During his many years in the Senate, Stewart drafted or co-authored several important bills of legislation, including several mining acts and laws urging land reclamation by more irrigation. Most famously, Senator Stewart is given credit for authoring in 1868 the Fifteenth Amendment to the United States Constitution protecting voting rights regardless of race, color, or previous condition of servitude, the last of the noted three post-Civil War constitutional amendments on the issues of slavery abolition, protection of citizenship rights and allowing voting rights for black / Negro former slaves.

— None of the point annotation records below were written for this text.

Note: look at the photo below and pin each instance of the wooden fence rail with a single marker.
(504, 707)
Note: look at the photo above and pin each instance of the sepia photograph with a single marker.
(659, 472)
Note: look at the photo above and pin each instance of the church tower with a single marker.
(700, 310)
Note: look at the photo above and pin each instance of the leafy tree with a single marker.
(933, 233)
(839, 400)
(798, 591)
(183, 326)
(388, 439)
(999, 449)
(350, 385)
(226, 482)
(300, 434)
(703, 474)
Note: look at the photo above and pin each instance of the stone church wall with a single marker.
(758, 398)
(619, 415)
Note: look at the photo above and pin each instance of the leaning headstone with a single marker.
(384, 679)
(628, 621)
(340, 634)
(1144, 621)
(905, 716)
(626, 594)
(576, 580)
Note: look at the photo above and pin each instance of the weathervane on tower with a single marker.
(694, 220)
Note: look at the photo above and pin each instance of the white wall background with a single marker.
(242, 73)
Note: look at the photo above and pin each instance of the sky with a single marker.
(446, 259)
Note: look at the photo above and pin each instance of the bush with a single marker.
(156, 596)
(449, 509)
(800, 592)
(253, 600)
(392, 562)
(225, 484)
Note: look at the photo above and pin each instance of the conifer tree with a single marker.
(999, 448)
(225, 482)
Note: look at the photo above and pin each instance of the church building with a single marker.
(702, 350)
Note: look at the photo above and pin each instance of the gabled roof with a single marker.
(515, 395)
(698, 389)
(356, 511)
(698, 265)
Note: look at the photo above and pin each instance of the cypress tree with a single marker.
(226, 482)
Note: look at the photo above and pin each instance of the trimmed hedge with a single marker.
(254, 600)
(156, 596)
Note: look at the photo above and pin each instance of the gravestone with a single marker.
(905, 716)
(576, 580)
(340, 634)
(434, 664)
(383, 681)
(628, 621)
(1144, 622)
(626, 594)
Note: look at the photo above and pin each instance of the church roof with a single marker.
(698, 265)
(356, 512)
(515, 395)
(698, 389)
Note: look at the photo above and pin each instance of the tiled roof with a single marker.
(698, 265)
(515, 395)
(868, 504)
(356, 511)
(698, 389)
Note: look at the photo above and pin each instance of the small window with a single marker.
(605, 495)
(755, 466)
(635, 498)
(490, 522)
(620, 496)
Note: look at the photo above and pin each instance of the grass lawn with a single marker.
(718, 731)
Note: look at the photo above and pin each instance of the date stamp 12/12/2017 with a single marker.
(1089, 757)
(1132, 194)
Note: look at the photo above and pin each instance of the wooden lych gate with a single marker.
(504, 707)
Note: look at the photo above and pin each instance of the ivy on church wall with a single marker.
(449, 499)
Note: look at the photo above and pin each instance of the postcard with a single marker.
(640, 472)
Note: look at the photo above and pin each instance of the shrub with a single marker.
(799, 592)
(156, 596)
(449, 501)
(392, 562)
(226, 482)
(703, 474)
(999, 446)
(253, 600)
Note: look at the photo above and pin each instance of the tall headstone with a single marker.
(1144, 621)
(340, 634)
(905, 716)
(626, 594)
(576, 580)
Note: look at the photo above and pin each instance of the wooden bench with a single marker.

During his time as a Senator on Capitol Hill, Stewart received 50,000 acres of land on the side for his service on the Committee on Pacific Railroads, a benefit from lobbyists and company managers / directors of several of the transcontinental railroads then being extended across the West to the Pacific Ocean coast, .[9] In 1871, 18th President Ulysses S. Grant (1822-1885, served 1869-1877), offered Stewart a seat as an associate justice on the United States Supreme Court. Stewart however declined. Stewart was also involved in an international scandal where he promoted the sale of a worthless worked out pit of the Emma Silver Mine at Alta, Utah for millions of pounds sterling to unsuspecting British subjects (citizen) overseas in the United Kingdom (Great Britain / England) in Europe.[10]

In 1899, Republican-affiliated journalist and diplomat William Eleroy Curtis (1850-1911), detailed Stewart's reputation amongst his colleagues, describing as follows:

“There was an air of gloom about the Senate all to-day, as if some calamity were impending or some great sorrow had fallen upon the members. It was the result of the news from Nevada — the re-election of Senator Stewart and the prospect of being compelled to listen to his speeches for another Six years. Mr. Stewart is an interminable talker, but his colleagues could endure that if he would talk on more than one subject, which he declines to do. He makes the same speech over and over again almost every day, so that Senators with good memories can repeat it almost verbatim, and his familiar phrases about the capitalistic vampires with the fetid fangs and the money devils and the crime of 1873 are more familiar to a majority of the Senate than the Ten Commandments…" "Ex-Senator William W. Evarts (1818-1901l, from New York state, hit off on Mr. Stewart’s peculiarities in a little story that he told at a dinner given in honor of colleague, Senator John Coit Spooner, when the latter was leaving public life six years ago… Senator Evarts, who next took to the floor of the Senate chamber at the U.S. Capitol, said that Stewart reminded him of a man he had met at an insane asylum one time when he was acting as a member of a board of visitors. The Superintendent told them that they must say cheerful things to the patients, and therefore when he saw a lunatic sitting astride of a table beating it with a whip and pretending to drive it with a pair of string lines, he walked up to him and said: 'That’s a fine hobby you have there, my friend.' 'It isn’t a hobby,' answered the lunatic. 'It’s a horse.' 'What’s the difference between a horse and a hobby?', suggested Mr. Evarts. The lunatic turned on him with an air of supreme contempt and remarked: 'You blank fool, anybody can get off a horse, but nobody ever got off a hobby.'"[11]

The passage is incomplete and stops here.